After discussing the modern State of Israel, the final segment of the debate dealt with Toynbee’s theory that Judaism was a “fossil civilization”, more a relic of an ancient culture than a living society. Toynbee argued that Jews were best understood to be natives of their host country rather than an independent group, and the remnants of the “Jewish” community were merely the fossils of a long-dead civilization.
Toynbee’s claims about Judaism were rife with Christian triumphalism and anti-Jewish prejudice. At the time, his characterization of Judaism upset many Jewish intellectuals, to the point that Eliezer Berkovits devoted an entire book, Judaism: Fossil or Ferment? to refuting Toybee.

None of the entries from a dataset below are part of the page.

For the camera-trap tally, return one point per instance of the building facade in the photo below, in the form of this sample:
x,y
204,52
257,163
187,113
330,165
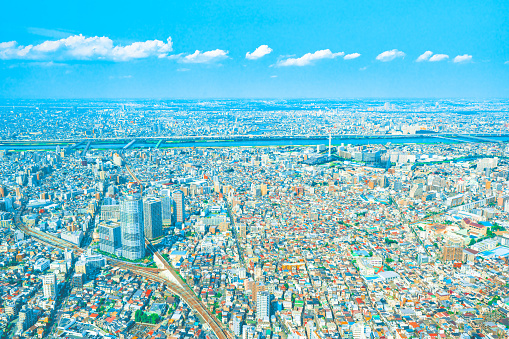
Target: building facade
x,y
132,227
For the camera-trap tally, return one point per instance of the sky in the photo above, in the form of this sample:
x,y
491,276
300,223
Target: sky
x,y
254,49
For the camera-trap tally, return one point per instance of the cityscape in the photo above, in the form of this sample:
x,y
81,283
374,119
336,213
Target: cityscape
x,y
378,238
254,169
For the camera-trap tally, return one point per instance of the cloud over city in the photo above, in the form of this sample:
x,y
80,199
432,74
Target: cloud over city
x,y
309,58
390,55
259,52
79,47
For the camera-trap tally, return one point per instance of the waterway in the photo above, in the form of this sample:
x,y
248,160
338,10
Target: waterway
x,y
267,143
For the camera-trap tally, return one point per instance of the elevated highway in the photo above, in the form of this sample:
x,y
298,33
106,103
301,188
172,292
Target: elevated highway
x,y
165,274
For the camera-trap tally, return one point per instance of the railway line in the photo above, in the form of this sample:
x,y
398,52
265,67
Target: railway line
x,y
183,291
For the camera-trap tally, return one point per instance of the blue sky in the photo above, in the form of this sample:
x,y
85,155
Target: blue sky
x,y
309,49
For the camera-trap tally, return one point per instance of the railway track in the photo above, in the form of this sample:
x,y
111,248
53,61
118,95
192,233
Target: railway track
x,y
183,291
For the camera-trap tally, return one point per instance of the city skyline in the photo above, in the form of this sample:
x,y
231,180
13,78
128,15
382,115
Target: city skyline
x,y
262,50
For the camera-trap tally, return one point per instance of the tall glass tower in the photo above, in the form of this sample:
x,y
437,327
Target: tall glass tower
x,y
132,227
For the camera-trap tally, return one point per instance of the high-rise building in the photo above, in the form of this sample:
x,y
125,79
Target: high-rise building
x,y
110,236
49,285
132,227
26,318
166,204
237,324
110,212
77,280
180,211
263,306
153,218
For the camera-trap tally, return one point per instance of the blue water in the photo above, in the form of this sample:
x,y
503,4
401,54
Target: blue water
x,y
265,143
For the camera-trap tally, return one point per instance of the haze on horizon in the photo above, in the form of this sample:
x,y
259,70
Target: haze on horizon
x,y
266,49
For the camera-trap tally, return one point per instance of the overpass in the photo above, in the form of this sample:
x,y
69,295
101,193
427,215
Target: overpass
x,y
165,274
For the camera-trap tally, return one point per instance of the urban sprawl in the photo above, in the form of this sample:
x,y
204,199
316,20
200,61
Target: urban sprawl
x,y
333,240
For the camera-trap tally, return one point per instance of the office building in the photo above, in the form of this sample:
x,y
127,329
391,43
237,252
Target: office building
x,y
166,205
358,331
26,318
49,286
153,218
237,325
132,227
110,236
77,280
180,211
110,212
263,306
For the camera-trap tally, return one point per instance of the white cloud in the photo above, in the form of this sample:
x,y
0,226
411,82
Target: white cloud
x,y
206,57
308,58
462,58
259,52
438,57
351,56
79,47
390,55
424,56
429,56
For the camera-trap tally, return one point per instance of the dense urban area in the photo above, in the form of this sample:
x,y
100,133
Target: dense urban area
x,y
334,240
57,120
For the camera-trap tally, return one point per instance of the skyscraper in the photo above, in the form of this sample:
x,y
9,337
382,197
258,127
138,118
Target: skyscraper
x,y
110,236
153,219
132,227
178,197
49,286
166,204
263,306
26,318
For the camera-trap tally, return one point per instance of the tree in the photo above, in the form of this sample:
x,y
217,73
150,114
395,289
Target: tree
x,y
154,318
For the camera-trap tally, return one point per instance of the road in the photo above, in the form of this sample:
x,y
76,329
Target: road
x,y
183,291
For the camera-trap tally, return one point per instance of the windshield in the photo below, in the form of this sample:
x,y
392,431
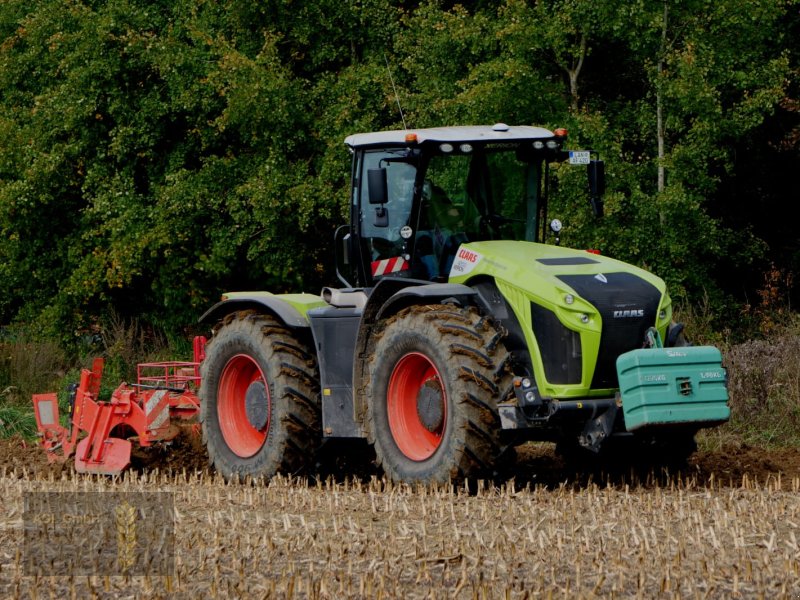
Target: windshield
x,y
481,195
436,201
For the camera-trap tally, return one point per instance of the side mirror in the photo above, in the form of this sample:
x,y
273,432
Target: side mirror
x,y
596,173
377,186
596,170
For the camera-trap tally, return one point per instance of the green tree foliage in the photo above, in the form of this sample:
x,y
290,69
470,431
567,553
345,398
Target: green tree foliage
x,y
154,154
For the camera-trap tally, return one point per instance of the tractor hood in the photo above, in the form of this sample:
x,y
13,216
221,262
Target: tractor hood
x,y
536,267
572,283
578,310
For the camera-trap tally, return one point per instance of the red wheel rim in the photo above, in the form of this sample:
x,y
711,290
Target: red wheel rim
x,y
240,435
414,380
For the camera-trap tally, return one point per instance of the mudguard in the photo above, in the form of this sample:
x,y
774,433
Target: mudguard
x,y
291,309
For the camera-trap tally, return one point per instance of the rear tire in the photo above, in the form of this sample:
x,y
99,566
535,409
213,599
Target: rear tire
x,y
259,397
435,377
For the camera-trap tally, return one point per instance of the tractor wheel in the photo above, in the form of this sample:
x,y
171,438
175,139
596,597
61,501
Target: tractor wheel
x,y
259,397
435,377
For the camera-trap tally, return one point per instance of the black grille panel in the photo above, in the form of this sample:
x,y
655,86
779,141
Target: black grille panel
x,y
628,306
560,347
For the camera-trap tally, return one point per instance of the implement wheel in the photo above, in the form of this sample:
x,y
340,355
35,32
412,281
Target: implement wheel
x,y
259,398
435,377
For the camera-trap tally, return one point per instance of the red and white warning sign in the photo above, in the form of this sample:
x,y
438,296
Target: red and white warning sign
x,y
389,265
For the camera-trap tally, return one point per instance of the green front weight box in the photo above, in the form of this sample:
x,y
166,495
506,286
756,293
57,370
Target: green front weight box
x,y
673,386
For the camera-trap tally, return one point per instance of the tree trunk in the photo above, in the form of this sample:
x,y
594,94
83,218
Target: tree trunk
x,y
573,72
659,102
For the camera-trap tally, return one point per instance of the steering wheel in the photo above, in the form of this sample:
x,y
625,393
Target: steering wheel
x,y
487,224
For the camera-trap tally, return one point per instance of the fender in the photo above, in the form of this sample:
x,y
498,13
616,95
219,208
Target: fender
x,y
290,309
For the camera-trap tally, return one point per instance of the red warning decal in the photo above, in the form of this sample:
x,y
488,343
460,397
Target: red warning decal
x,y
389,265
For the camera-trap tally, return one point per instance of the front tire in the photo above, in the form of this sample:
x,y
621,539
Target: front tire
x,y
435,377
259,397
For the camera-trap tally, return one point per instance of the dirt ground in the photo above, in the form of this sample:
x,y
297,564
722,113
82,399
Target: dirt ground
x,y
725,526
535,464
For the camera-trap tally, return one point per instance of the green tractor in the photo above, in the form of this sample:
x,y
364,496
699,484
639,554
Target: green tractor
x,y
457,332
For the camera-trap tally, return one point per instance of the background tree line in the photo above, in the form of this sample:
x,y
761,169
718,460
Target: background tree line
x,y
155,153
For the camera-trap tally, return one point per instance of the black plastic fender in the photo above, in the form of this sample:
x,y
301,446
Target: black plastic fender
x,y
281,309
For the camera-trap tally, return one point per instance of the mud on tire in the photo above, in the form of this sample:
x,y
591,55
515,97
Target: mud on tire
x,y
259,407
435,376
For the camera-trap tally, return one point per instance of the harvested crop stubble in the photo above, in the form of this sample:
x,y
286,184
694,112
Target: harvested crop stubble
x,y
289,538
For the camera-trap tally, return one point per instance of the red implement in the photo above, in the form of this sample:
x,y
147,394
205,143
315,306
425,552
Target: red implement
x,y
100,431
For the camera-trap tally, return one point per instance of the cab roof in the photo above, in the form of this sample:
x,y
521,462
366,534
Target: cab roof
x,y
499,132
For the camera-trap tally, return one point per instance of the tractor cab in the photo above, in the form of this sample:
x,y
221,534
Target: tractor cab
x,y
418,195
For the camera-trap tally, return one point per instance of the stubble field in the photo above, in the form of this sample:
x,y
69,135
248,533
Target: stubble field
x,y
726,526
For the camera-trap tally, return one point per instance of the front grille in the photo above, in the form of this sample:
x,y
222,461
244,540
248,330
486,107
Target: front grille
x,y
627,305
560,347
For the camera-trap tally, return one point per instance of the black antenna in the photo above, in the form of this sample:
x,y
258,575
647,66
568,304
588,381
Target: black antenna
x,y
396,96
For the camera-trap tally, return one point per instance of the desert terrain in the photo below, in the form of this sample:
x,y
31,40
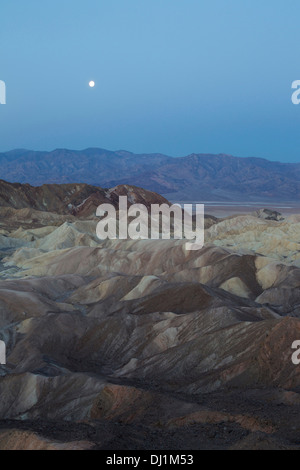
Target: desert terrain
x,y
141,344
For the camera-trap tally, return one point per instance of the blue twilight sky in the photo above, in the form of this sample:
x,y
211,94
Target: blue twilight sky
x,y
172,76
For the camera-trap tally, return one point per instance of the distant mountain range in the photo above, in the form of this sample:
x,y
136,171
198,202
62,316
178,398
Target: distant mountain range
x,y
196,177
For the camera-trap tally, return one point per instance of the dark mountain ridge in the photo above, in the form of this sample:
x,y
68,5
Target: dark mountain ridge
x,y
194,177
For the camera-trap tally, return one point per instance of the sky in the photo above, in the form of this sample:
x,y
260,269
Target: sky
x,y
172,76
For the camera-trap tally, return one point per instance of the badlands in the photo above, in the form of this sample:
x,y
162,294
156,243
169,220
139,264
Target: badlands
x,y
141,344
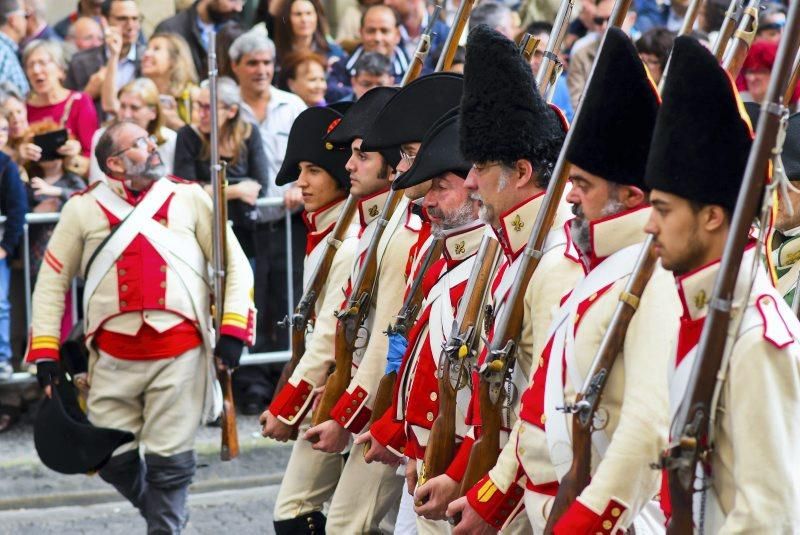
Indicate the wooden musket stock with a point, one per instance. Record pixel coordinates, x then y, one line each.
229 448
455 361
305 308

In the McGill debate, Herzog offered several arguments against the “fossil civilization” theory, culminating with his trump card: The State of Israel. How could a fossil civilization come to life? Herzog noted that the fact that Israel had “defossilized” was clear evidence that Jewish civilization had never died. Even Toynbee had to grudgingly admit Herzog was right, and claimed that he planned on rewriting that section of his book.
Actually, Toynbee had good reason to regard the Jews as a fossil. His 12-volume study focused on how nations collapsed. In it, Toynbee carefully categorized the stages that civilizations pass through: genesis, growth, time of troubles, universal state, and disintegration. And this process has been true of most civilizations. But not the Jews. Even in exile and persecution, the Jewish people have not disintegrated.
The Jews have had the chutzpah to ignore the laws of history. Even after being counted out again and again, this fossil keeps coming back to life.
How the Jews managed to survive, despite everything, is the subject of a great deal of speculation; I would like to offer my own theory below.
Jewish antifragility is grounded in embracing vulnerability as a part of life while at the same time refusing to give up on your dreams. The structure of the Jewish calendar offers a guide to how this is done.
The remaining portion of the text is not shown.